# Uiterlijk > Algemeen >  Broze nagels

## Agnes574

Hoi,

Ik wil graag weten of iemand een tip voor me heeft...

Ik heb 'eeuwen' op mijn nagels gebeten...maar echt extreem

Sinds 2002 ben ik daarvan af,maar mijn nagels zijn zeer broos en splisten vlug...dit ook door veelvuldig gebruik van kunstnagels,waar ik begin 2007 mee gestopt ben...nooit meer!!

Maar het probleem blijft...nu behandel ik ze iedere dag met een nagelverharder(van Glycerona,die geeft gelijk een mooie glans ook),maar toch blijven ze zeer broos...

Heeft iemand advies of tips voor me????

Grtzz Agnes Xx

----------


## snipper

Hoi Agnes,

Ik heb hetzelfde probleem en bij mij werkt nagelverharder absoluut niet! Ik heb ook nog een tijdje gewone nagellak gebruikt met het idee dat je nagel dan "beschermd" wordt, maar mijn ervaring is dat het er alleen maar erger van wordt.
Nu hou ik mijn nagels gewoon kort, dan scheuren ze niet zo snel. Ik vind korte nagels niet zo mooi, maar dat is beter dan steeds allemaal haakjes aan je nagels!
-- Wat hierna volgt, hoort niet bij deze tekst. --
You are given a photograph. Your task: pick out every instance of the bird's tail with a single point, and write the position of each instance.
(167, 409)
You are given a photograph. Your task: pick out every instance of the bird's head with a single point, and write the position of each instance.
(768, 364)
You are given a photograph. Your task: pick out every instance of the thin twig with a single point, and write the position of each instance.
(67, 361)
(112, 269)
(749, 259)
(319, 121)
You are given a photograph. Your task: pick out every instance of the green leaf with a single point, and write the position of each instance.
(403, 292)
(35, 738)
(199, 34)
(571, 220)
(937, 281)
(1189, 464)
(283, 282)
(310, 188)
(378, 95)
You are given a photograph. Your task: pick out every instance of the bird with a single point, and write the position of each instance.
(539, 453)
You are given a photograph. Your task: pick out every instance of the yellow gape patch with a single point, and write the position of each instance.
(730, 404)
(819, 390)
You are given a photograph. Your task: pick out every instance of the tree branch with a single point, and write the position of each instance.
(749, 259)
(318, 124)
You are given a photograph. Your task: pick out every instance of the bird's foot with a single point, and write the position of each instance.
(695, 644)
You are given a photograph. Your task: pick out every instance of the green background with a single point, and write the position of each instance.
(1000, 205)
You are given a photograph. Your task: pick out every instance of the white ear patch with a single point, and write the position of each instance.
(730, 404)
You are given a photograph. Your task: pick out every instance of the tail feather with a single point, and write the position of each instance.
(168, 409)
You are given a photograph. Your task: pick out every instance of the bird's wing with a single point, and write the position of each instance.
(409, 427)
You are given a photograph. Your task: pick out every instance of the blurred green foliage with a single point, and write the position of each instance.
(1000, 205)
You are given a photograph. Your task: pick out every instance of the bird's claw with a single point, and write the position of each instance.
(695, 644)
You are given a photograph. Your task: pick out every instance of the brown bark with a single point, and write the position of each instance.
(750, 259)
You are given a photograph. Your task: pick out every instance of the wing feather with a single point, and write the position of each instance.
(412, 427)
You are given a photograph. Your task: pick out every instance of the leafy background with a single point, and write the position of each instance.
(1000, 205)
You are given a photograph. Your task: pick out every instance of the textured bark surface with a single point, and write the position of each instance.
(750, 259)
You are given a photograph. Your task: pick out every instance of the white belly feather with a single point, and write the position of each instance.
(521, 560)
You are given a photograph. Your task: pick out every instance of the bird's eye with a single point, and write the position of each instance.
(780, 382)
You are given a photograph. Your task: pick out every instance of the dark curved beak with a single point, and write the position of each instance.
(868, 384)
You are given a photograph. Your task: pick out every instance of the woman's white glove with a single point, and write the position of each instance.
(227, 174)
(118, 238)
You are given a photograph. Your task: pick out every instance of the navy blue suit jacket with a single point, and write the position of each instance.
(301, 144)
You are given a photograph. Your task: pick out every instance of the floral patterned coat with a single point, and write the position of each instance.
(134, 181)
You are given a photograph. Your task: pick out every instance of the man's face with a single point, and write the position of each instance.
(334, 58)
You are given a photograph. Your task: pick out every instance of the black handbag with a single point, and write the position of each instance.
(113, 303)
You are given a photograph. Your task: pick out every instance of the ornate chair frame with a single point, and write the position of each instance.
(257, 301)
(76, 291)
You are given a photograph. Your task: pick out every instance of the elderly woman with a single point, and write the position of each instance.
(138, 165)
Dus ik ben inderdaad ook wel benieuwd of er iemand is die hier wel een effectief middeltje voor heeft!

Groetjes

----------


## irbe

Dag Agnes, 
Ik had ook broze nagels en ging op een beurs naar de stand van Herôme. Daar vertelden ze me dat mijn nagelbedden te droog waren waardoor mijn nagels heel regelmatig afbraken. Ik smeer nu heel regelmatig mijn vingers rond de nagels en mijn nagels zelf goed in met handcreme (Herôme heeft daar ook een speciaal product voor : Cuticle & Nail remedy maar ik vind dit nogal duur) en ik heb ondervonden dat mijn nagels inderdaad verbeterd zijn. Er bestaat ook een soort nagellak van Herôme : Nailhardener. Het bestaat in verschillende sterktes. Van dat product mag je 2x per jaar een kuur van 14 dagen gebruiken. Ik ondervind daar wel veel beterschap mee maar je moet wel wat geduld oefenen hoor want het verschil ondervind je niet na 3 weken. Het lijkt of ik Herôme wil promoten maar dat is niet zo hoor. Alleen maar ondervonden dat de producten niet slecht zijn (jammer dat het vrij duur is). Veel succes dus.
Irbe

----------


## Déylanna

Wat sowieso al fout is, is nagelverharder te gebruiken.
In bijna alle nagelverharders zit formaldehyde. Dit maakt juist de nagels broos.
Wil je toch nagelverharder gebruiken, gebruik dan het merk Creative, deze zijn zonder formaldehyde. Of dit merk bij de drogist te koop is weet ik niet, maar wel bij sommige nagelstyliste.
Broze nagels kunnen ook voortkomen aan een tekort aan eiwitten,
of door het gebruik van bepaalde schoonmaakmiddelen.
Wat zou kunnen helpen is je nagels regelmatig een minuut of vijf in een bakje olijfolie of een mengsel van warm water en speciale nagelolie.
Vijl broze nagels zo recht mogelijk af. In puntvorm gevijlde nagels breken sneller af, en drie keer daags insmeren met herstellende nagelcreme.

liefs
Déy

----------


## Agnes574

Thanks voor de interessante en goede tips lieverd!!
Ik ga achter die nagelverhander zonder formaldehyde aan!!!  :Wink: 

Xx

----------


## Sylvia93

ik heb het heel erg gehad dat mijn nagels gingen splijten
ik vond dat zo irritant omdat ik ze dan steeds ging mollen, en ik wilde graag mn nagels langer laten groeien omdat ik zelf nailart op mn nagels doe...
nu doe ik er nog steeds nailart op, maar daarbovenop doe ik nog een laag transpirante lak(nagelverharder) op, nu heb ik er eigenlijk niet zoveel last meer van,
mja ik denk ook dat het aan je eigen soort nagels ligt, ik denk bijv niet dat het bij iedereen werkt om je nagels te lakken en daarover een nagelverharder te gebruiken, maar goed we zullen zien he :Big Grin: 

xxx

----------


## Sylvia93

Hee Agnes,

Ik heb laatst iets bij de drogist gezien, was een soort flesje wat speciaal tegen broze/splijtende nagels is. Alleen domme ik heeft er niet op gelet hoe dat heette, en of het werkt weet ik natuurlijk ook niet, het viel me alleen op. Dit heb ik iig gezien bij een dirk van den broek drogisterij, geen flauw idee of ze dat ook in België hebben trouwens..

xxx

----------